6. $750 saved each year on tax breaks
If you’re lucky enough to have a home office, well then you’re lucky enough. Not only does having a dedicated office space yield a safe haven for the creative juices to flow uninterrupted, but you can deduct that space on your taxes. There is a little fine print when it comes to the tax breaks, but overall it’s pretty simple. Under the current tax code, at home workers can deduct $5 per square foot of office space, up to 300 square feet. Furthermore, you can deduct office supplies. And don’t be shy about this. Office supplies include your computer, desk, office chair, pens, paper — you get the idea.
7. Your ‘real’ salary
Consider your commute every day of the work week. Hours of your weeks are spent in some kind of vehicle, dealing with traffic back and forth. And how does that translate into your salary or hourly pay? Remember that you aren’t being compensated for your travel time. Often, workers don’t factor in how those hours spent commuting won’t be returned to them in their paycheck. When it comes to working from home, there is no lost time.

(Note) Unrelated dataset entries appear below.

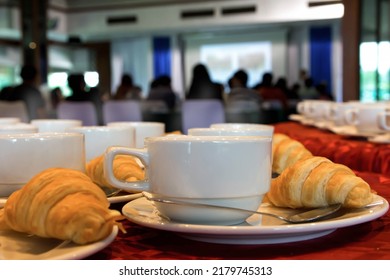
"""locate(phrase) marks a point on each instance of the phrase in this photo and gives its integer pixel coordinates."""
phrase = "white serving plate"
(256, 230)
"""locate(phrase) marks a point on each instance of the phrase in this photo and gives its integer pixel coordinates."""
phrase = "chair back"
(154, 106)
(243, 111)
(14, 109)
(78, 110)
(201, 113)
(121, 110)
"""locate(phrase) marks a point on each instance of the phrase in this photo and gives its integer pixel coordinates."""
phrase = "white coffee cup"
(222, 170)
(25, 155)
(17, 128)
(368, 118)
(316, 110)
(384, 120)
(262, 129)
(9, 120)
(55, 125)
(143, 130)
(336, 112)
(212, 131)
(99, 138)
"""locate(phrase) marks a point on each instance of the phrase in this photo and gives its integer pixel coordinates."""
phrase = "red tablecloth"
(370, 240)
(356, 153)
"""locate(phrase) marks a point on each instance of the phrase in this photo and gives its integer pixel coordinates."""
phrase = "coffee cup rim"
(208, 138)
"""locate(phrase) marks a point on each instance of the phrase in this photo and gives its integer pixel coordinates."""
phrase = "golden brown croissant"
(60, 203)
(317, 182)
(126, 168)
(286, 151)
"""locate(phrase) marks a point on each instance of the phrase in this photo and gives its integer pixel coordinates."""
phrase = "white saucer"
(381, 139)
(296, 117)
(122, 197)
(256, 230)
(19, 246)
(351, 131)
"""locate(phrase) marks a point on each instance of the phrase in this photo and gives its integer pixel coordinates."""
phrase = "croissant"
(60, 203)
(286, 151)
(126, 168)
(317, 182)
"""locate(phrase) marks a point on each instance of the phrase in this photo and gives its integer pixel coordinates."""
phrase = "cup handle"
(350, 117)
(382, 120)
(109, 156)
(300, 108)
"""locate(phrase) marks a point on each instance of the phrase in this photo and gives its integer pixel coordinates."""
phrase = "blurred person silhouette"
(202, 87)
(268, 91)
(324, 94)
(308, 91)
(28, 92)
(239, 89)
(78, 86)
(6, 93)
(55, 98)
(281, 83)
(161, 89)
(127, 89)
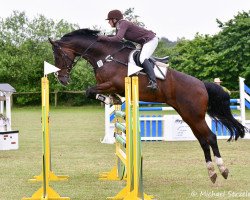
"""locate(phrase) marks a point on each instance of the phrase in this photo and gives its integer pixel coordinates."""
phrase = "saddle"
(160, 64)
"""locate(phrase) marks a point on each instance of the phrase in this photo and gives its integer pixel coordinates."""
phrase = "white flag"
(133, 69)
(48, 68)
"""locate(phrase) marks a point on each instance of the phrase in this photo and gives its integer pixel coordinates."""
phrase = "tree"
(24, 47)
(226, 54)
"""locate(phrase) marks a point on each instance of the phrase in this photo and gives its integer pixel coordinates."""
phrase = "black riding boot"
(148, 68)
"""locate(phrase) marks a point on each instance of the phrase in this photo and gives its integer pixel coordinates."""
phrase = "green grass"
(172, 170)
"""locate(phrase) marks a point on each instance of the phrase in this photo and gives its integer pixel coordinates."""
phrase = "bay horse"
(190, 97)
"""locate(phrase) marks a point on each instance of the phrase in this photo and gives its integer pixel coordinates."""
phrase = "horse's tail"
(219, 109)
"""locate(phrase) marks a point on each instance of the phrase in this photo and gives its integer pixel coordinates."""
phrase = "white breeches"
(148, 49)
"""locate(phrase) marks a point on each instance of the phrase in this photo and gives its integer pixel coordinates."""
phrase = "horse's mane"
(82, 32)
(88, 33)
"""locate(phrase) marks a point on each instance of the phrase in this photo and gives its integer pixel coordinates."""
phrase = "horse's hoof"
(213, 177)
(225, 173)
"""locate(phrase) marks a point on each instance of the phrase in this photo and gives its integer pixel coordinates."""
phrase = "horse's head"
(77, 43)
(64, 60)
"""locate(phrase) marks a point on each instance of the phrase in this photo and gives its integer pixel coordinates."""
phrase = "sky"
(171, 19)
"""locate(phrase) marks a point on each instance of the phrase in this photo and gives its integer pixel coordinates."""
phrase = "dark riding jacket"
(131, 32)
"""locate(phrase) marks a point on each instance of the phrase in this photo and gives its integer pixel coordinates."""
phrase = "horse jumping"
(190, 97)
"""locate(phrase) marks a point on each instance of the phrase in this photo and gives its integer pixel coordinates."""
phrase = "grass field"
(172, 170)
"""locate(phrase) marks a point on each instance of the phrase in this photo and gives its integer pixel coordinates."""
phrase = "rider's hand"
(101, 38)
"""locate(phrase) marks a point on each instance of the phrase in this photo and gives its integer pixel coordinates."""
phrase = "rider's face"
(112, 22)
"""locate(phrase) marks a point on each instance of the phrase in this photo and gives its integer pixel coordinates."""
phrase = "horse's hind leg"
(206, 149)
(213, 143)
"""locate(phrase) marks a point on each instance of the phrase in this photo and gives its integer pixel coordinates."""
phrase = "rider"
(130, 31)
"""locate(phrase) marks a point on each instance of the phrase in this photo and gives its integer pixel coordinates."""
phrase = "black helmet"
(115, 14)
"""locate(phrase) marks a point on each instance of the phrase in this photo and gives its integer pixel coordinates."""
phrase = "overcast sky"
(171, 19)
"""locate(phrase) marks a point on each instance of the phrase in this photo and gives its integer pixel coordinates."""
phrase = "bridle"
(66, 58)
(84, 54)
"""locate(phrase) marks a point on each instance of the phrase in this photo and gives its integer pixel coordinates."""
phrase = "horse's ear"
(50, 40)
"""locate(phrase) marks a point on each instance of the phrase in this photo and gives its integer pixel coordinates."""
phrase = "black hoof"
(213, 177)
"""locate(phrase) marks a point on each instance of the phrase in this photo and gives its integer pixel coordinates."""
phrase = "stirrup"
(152, 85)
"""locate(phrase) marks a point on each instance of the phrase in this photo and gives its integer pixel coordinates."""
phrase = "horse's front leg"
(99, 92)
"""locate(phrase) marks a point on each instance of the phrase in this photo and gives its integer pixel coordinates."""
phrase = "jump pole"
(134, 186)
(46, 192)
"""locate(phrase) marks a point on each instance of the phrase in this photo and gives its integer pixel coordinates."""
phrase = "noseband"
(72, 63)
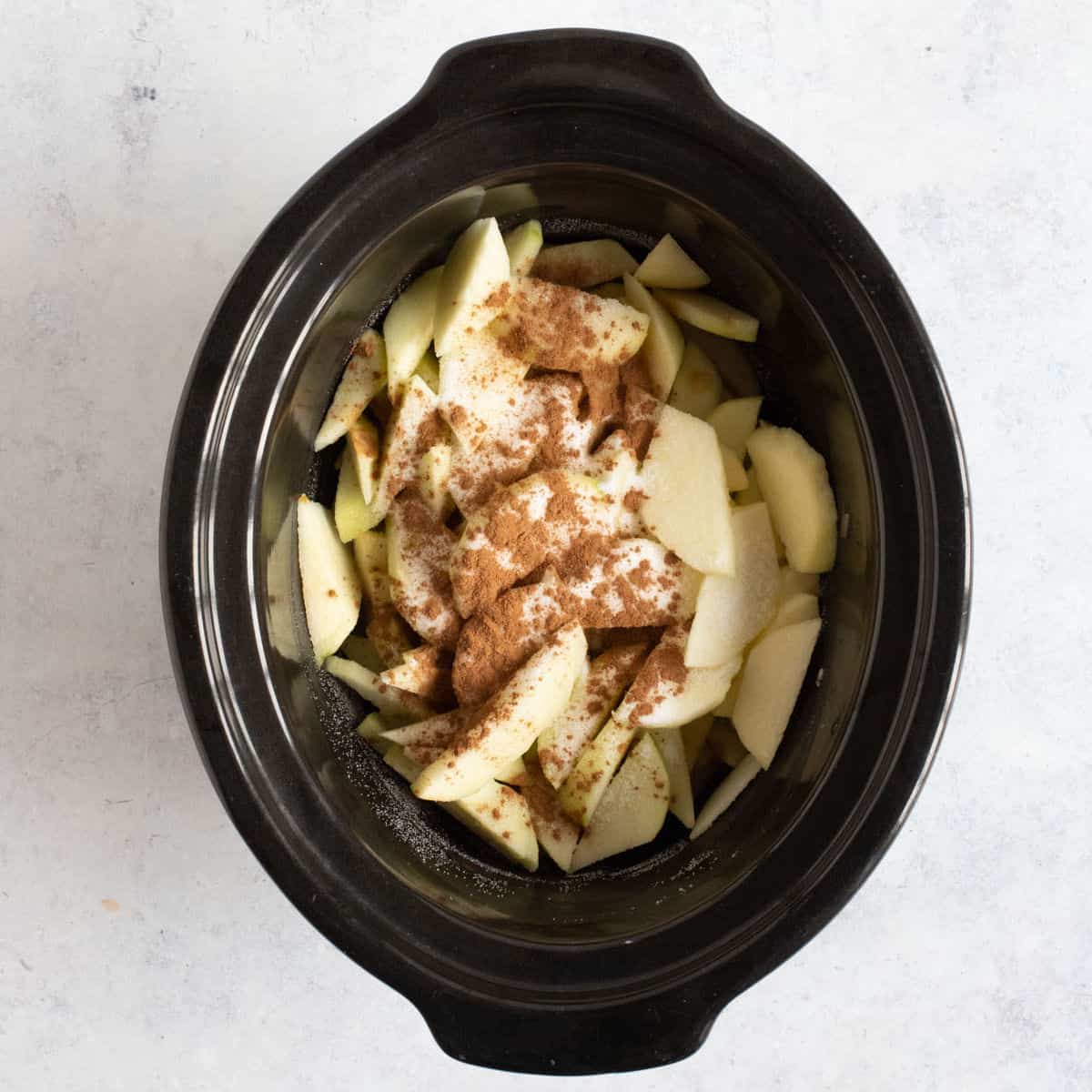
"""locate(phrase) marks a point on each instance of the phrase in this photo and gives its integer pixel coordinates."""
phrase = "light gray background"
(142, 148)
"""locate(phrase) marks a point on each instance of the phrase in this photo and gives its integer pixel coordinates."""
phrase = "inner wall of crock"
(804, 387)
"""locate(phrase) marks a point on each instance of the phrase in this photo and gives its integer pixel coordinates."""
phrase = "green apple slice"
(709, 314)
(523, 244)
(732, 611)
(497, 814)
(670, 267)
(734, 421)
(770, 685)
(666, 693)
(794, 483)
(393, 704)
(474, 288)
(725, 795)
(662, 353)
(697, 388)
(686, 502)
(632, 811)
(329, 578)
(419, 554)
(583, 265)
(672, 751)
(506, 727)
(363, 379)
(408, 329)
(595, 693)
(489, 558)
(585, 786)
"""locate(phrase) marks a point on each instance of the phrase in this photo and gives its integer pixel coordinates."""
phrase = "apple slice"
(511, 722)
(583, 265)
(522, 527)
(709, 314)
(798, 607)
(408, 329)
(770, 685)
(523, 244)
(475, 284)
(329, 578)
(632, 811)
(732, 611)
(662, 353)
(558, 329)
(584, 787)
(725, 795)
(793, 479)
(498, 814)
(694, 735)
(666, 693)
(556, 833)
(672, 752)
(697, 388)
(393, 704)
(670, 267)
(595, 693)
(734, 421)
(363, 379)
(686, 502)
(419, 551)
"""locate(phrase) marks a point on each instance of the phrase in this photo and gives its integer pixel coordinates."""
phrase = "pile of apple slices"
(571, 574)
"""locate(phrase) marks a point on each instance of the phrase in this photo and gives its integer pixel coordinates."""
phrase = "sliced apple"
(364, 377)
(725, 795)
(330, 581)
(497, 814)
(475, 284)
(672, 752)
(666, 693)
(419, 554)
(770, 685)
(732, 611)
(734, 421)
(670, 267)
(662, 353)
(393, 704)
(595, 693)
(584, 787)
(523, 525)
(709, 314)
(686, 502)
(697, 388)
(793, 479)
(583, 265)
(556, 833)
(523, 244)
(408, 329)
(632, 809)
(506, 727)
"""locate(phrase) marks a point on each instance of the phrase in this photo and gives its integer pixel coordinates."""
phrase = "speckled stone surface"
(142, 147)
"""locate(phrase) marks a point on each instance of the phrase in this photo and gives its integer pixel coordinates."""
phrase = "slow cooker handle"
(561, 66)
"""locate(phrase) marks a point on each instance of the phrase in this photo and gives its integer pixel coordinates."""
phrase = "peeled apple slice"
(472, 293)
(770, 685)
(632, 811)
(709, 314)
(330, 580)
(686, 502)
(363, 379)
(670, 267)
(794, 483)
(583, 265)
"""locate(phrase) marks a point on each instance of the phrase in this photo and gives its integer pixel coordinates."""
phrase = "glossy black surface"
(628, 966)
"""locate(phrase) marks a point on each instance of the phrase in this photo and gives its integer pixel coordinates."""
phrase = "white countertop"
(142, 147)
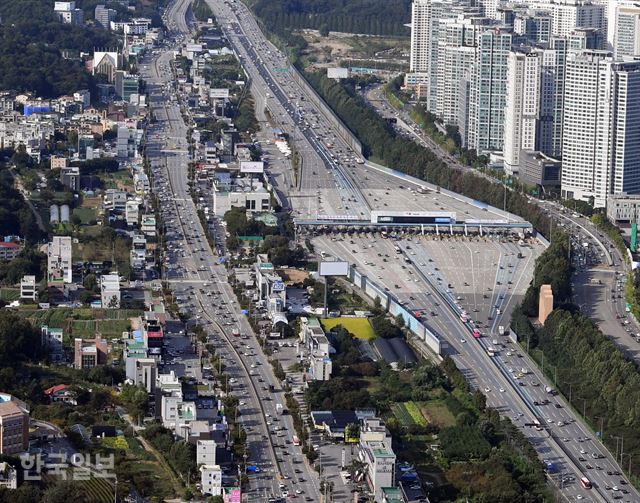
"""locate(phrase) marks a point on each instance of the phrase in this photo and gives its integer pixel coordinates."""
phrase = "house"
(51, 339)
(61, 393)
(333, 422)
(110, 291)
(59, 260)
(89, 353)
(211, 479)
(14, 425)
(9, 250)
(28, 289)
(8, 476)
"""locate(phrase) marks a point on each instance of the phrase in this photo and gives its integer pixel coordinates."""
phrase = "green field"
(9, 294)
(359, 327)
(438, 413)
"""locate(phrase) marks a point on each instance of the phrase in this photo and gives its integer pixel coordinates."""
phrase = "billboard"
(251, 167)
(334, 269)
(337, 73)
(219, 94)
(231, 495)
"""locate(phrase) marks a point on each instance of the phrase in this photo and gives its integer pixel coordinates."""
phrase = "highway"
(424, 285)
(193, 271)
(561, 439)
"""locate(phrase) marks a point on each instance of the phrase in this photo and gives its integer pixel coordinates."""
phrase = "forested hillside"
(377, 17)
(31, 41)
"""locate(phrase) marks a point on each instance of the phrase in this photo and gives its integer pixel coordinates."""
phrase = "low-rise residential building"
(9, 250)
(211, 479)
(142, 370)
(110, 291)
(89, 353)
(61, 393)
(132, 213)
(28, 288)
(206, 452)
(70, 177)
(8, 476)
(59, 260)
(52, 340)
(148, 225)
(14, 425)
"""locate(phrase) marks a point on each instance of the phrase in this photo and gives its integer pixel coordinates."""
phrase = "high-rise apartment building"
(601, 127)
(488, 89)
(623, 33)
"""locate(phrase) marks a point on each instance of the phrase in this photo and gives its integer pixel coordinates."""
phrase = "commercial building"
(70, 177)
(623, 208)
(375, 450)
(28, 288)
(110, 291)
(318, 348)
(59, 260)
(601, 134)
(14, 425)
(89, 353)
(104, 16)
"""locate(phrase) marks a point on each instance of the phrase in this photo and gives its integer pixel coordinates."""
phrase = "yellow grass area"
(359, 327)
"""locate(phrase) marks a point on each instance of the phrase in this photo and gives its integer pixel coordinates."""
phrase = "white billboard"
(219, 94)
(337, 73)
(334, 269)
(251, 167)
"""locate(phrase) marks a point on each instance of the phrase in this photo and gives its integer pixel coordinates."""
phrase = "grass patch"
(437, 413)
(9, 294)
(86, 215)
(402, 414)
(359, 327)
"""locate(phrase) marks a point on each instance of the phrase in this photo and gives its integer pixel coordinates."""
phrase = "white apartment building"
(601, 136)
(623, 32)
(488, 90)
(59, 260)
(28, 288)
(211, 479)
(206, 452)
(110, 291)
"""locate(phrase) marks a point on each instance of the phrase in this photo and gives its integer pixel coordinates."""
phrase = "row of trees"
(585, 364)
(380, 142)
(375, 17)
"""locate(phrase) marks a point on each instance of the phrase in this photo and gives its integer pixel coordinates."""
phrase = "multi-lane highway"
(331, 181)
(201, 283)
(445, 277)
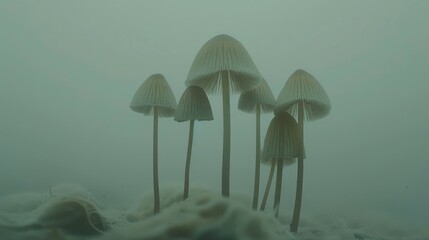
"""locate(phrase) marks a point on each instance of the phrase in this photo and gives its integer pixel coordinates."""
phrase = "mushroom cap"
(261, 95)
(193, 105)
(281, 139)
(154, 92)
(219, 54)
(302, 86)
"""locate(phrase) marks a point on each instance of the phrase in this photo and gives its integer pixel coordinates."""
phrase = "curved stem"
(278, 191)
(155, 161)
(188, 159)
(226, 134)
(258, 157)
(300, 174)
(267, 188)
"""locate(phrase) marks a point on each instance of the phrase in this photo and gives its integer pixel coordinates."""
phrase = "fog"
(69, 69)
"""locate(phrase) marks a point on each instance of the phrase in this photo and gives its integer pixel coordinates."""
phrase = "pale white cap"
(223, 53)
(193, 105)
(154, 92)
(302, 86)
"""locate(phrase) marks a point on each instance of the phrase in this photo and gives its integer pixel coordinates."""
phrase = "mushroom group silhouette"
(193, 105)
(223, 64)
(303, 97)
(256, 100)
(280, 146)
(155, 97)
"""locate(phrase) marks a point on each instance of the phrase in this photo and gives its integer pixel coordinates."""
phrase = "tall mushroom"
(304, 98)
(223, 64)
(280, 146)
(155, 97)
(255, 100)
(193, 105)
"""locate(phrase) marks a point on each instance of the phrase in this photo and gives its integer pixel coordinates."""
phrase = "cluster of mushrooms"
(223, 65)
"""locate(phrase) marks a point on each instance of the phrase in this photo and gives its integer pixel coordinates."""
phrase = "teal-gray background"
(68, 71)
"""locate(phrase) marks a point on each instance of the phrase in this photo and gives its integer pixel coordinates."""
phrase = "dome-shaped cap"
(281, 139)
(302, 86)
(223, 53)
(154, 92)
(261, 95)
(193, 105)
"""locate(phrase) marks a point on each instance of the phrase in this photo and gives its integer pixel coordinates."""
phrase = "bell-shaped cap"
(302, 86)
(193, 105)
(261, 95)
(223, 53)
(154, 92)
(281, 139)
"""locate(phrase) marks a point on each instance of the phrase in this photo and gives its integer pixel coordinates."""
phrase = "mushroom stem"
(267, 188)
(300, 174)
(188, 159)
(226, 134)
(258, 157)
(155, 160)
(278, 187)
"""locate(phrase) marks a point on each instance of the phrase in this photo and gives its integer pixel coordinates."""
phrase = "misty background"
(69, 69)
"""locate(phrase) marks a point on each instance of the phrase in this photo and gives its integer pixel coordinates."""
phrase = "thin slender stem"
(188, 159)
(267, 188)
(300, 174)
(226, 134)
(278, 191)
(258, 157)
(155, 161)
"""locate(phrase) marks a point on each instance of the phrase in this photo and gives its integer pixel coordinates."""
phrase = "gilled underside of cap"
(154, 92)
(223, 54)
(193, 105)
(281, 140)
(302, 86)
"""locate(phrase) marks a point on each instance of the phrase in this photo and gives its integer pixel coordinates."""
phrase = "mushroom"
(280, 146)
(255, 100)
(155, 97)
(304, 98)
(223, 64)
(193, 105)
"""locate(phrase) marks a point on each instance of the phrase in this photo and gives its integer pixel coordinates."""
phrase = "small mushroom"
(304, 98)
(280, 146)
(155, 97)
(193, 105)
(256, 100)
(223, 64)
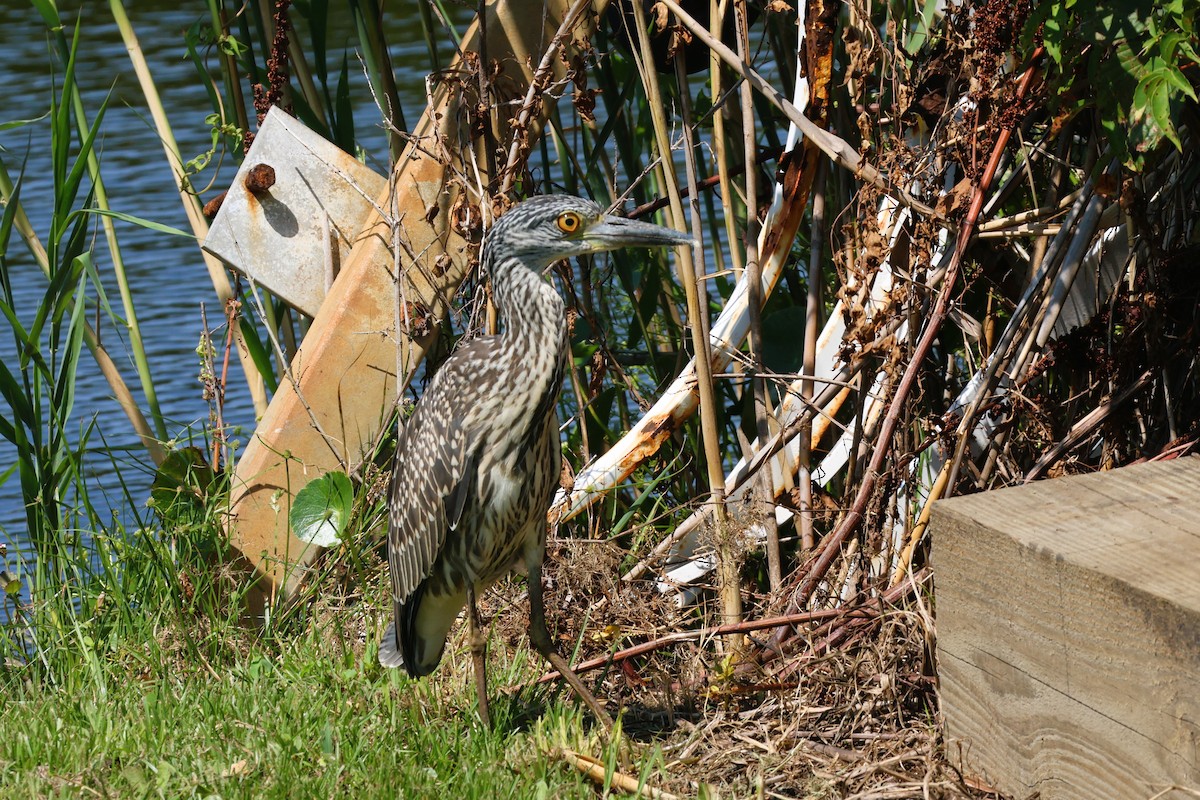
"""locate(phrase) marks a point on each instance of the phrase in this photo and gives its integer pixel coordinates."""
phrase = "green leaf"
(138, 221)
(322, 510)
(10, 583)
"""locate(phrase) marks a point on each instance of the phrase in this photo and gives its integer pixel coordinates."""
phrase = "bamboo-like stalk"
(191, 203)
(754, 281)
(831, 144)
(811, 325)
(727, 563)
(720, 145)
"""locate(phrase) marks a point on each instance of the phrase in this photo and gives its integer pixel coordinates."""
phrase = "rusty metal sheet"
(274, 223)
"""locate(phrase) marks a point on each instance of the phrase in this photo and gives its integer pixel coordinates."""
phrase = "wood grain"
(1068, 623)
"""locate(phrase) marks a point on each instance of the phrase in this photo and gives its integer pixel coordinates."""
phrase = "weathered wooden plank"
(1068, 626)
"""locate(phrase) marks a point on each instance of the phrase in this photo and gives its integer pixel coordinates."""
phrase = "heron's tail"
(390, 653)
(418, 632)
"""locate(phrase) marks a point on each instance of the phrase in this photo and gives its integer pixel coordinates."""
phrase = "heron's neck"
(533, 319)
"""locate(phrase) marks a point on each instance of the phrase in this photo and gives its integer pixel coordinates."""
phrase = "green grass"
(304, 717)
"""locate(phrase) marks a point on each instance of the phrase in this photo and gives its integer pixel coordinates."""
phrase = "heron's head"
(545, 229)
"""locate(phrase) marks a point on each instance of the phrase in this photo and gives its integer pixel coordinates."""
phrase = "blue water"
(167, 275)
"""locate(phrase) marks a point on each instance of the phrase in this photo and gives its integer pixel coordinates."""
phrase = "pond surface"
(167, 275)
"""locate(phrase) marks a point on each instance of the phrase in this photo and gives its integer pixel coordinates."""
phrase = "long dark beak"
(612, 233)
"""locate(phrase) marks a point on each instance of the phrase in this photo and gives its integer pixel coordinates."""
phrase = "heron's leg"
(540, 637)
(478, 654)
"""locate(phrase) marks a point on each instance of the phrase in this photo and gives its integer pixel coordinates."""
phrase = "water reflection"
(167, 276)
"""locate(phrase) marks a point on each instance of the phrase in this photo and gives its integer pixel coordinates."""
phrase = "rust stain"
(261, 179)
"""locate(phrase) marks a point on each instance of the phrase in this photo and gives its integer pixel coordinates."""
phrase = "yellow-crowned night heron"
(478, 462)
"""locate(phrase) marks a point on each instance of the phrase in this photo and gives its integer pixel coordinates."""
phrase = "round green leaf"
(322, 510)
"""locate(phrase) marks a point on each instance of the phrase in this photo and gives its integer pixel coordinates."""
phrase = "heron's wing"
(431, 483)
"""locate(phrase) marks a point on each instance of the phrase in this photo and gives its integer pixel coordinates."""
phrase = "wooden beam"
(1068, 633)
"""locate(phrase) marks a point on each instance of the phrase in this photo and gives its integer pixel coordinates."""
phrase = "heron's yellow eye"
(569, 222)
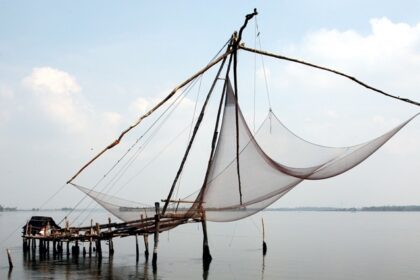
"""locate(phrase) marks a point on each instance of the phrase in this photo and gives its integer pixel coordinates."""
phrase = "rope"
(80, 201)
(331, 71)
(263, 65)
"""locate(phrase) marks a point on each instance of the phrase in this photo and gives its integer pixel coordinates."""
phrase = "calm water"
(301, 245)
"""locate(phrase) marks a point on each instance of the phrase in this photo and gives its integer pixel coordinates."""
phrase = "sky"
(73, 74)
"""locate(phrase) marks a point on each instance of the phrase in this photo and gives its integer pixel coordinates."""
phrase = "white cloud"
(6, 92)
(57, 92)
(140, 105)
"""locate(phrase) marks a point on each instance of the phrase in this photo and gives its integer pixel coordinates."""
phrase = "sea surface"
(301, 245)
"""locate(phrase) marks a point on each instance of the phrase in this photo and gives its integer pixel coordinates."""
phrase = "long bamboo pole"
(169, 96)
(195, 130)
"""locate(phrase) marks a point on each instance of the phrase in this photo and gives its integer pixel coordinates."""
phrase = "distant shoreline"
(405, 208)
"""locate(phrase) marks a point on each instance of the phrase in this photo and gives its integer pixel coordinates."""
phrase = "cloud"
(57, 93)
(140, 105)
(6, 92)
(111, 118)
(386, 57)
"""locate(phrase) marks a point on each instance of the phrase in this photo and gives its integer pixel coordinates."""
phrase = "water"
(301, 245)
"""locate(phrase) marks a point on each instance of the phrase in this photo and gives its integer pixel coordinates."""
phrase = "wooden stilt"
(9, 259)
(90, 239)
(98, 248)
(146, 242)
(146, 246)
(40, 248)
(98, 242)
(264, 244)
(110, 243)
(206, 250)
(54, 248)
(156, 235)
(68, 248)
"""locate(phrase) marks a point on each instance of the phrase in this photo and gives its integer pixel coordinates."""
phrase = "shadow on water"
(85, 268)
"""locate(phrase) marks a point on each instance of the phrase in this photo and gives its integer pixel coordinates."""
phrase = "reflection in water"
(87, 268)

8. The value of work-life balance
Work-life balance is a term tossed around a lot these days. Many forward-thinking companies highlight a strong work-life balance during the hiring process. This balance is relative and defined differently based on who you ask. When it comes to working from home, you’re able to structure your day as you see fit — with the exception of video conferences, meetings, and the like. This freedom allows for a more fluid approach to your work day and how you structure your time away from the desk.